Nuts and bolts – lots of talking
“I think that we have learnt to always be ready to talk,” said assistant principal, Cheryl Hair, who is responsible for student engagement and wellbeing at Leopold. She also acts as an RP mentor and coach to students and staff.
“We’ve needed to tune students into their feelings, and they’re learning to talk about the behaviours, and how things feel, body and mind.
“We’re investing as much we can into (using and teaching the use of) affective statements to create better relationships with our children so they can understand what we expect.”
Natasha Rae is Leopold’s wellbeing officer – counselling and culture building. She said, “kids can’t learn when things are not ‘emotionally right’ for them.
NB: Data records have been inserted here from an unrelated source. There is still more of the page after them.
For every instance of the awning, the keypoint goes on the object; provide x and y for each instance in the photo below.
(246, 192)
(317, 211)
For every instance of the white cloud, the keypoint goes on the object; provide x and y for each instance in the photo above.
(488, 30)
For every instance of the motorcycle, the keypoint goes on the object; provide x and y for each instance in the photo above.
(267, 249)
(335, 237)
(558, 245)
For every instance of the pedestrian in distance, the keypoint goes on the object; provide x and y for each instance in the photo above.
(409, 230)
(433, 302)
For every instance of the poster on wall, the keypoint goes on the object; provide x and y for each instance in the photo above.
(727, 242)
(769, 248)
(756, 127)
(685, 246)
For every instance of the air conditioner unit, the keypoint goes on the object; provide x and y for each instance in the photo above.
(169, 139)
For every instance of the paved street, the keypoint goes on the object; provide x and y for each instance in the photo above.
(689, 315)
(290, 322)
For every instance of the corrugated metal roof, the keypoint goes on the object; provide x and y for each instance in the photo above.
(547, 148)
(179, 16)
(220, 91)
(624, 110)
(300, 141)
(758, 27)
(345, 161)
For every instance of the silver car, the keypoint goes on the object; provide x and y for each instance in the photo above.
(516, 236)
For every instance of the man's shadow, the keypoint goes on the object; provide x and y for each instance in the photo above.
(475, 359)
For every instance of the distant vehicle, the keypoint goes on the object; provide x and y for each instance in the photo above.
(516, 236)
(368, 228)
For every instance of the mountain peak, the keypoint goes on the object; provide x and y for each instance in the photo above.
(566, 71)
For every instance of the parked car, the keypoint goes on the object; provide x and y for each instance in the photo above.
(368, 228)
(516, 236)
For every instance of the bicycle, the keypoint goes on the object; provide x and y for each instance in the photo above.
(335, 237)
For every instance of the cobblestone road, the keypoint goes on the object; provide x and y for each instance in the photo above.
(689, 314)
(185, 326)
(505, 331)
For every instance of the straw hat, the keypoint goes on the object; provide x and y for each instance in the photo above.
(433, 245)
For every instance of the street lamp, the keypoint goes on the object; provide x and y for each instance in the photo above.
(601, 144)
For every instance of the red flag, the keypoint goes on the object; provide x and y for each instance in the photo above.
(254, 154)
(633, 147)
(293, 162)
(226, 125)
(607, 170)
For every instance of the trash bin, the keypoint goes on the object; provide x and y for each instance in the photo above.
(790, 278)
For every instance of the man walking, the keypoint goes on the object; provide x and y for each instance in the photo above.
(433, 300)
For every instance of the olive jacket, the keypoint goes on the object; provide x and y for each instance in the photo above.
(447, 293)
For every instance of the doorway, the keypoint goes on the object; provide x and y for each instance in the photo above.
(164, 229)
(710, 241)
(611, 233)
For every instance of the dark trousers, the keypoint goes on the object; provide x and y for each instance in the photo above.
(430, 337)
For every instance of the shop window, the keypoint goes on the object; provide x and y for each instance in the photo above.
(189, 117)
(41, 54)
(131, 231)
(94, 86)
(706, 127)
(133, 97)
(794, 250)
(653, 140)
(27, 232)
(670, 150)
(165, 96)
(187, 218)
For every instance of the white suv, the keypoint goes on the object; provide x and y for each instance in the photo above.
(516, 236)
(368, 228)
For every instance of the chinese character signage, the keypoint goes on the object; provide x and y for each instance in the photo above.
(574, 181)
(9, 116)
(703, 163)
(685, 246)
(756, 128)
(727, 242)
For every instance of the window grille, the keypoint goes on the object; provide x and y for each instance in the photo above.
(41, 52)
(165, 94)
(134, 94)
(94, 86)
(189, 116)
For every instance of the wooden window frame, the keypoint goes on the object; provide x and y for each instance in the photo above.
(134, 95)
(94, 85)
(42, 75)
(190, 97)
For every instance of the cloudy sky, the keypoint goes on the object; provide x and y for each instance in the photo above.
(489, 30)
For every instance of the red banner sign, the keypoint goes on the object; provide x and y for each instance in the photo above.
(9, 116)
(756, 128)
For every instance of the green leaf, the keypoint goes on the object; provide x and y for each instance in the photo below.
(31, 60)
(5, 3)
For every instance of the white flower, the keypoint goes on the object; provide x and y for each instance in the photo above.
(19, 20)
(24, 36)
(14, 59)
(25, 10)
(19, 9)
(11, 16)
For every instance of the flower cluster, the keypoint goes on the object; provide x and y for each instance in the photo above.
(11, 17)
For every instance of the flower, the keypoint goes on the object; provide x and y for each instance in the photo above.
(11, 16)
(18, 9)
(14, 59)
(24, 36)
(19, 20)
If neural pathways are blocked, due to stress from home, or when kids come to school without developing ‘a social language’, it’s about creating an environment that promotes building optimism”.
She says, occasionally, parents can be more of a challenge than students, but explicit practices can help demystify RP for parents who are used to (and employ) traditional punitive approaches to discipline: “Opening up your practice is important, to your fellow colleagues, and to students and parents, and explicitly explaining to them why you are doing things helps.”
She says it’s also about explicitly teaching values and social skills like empathy: “Schools need to be ‘hand-in-hand’ with the students. It involves a high level of support, and really working with students.”
She says a punitive approach won’t ultimately improve outcomes for a troubled student, and can represent “a deadend”, whereas, “I’m going to walk with you” can support a student to succeed.
The inherent democracy of a circle
In practical terms, the process is underpinned by a culture of dialogue, and circle time as a way of life. These circles can vary in purpose and location, but never format.
Ms Rollinson says circles can happen ‘any which way’: “Sit down, stand up, hanging from trees; the only rule is to have everyone, including the teacher, on the same level. All voices have equal value. Quickest to manage are the stand-up circles, especially for a ‘learning circle’ – short, sharp and shiny”.
Purpose-wise, they can be as a “check-in” at the start of the day, or a “check-out” at the end. Ms Rollinson says these serve to catch any issues incoming or outgoing, ensuring teachers are aware that a student needs support.
Circles can serve to prepare students for change, while ‘response circles’ will occur when an issue has arisen and needs to be discussed. ‘Learning circles’ can find out what the children know or let students know what is expected of them.
The process is ongoing and the learning opportunities infinite. Far from being the hard road, Leopold’s leadership team reports an ease in behaviour, a reduction in repeat offending, and a happier school. “It’s just as quick as well. It takes three minutes to sort out most issues, and the time we do invest is more powerful,” Ms Rollinson said. “We also feel better doing it.”
According to Adam Voigt, RP is the way of the future. He says the RP methodology better aligns with the way our brains are formed, how we process information, and the way we inhabit a social system. He echoed the words of educationalists and futurists with: “What do our kids need to be employable? They need to be creative collaborative problems solvers; that’s what this teaches them.”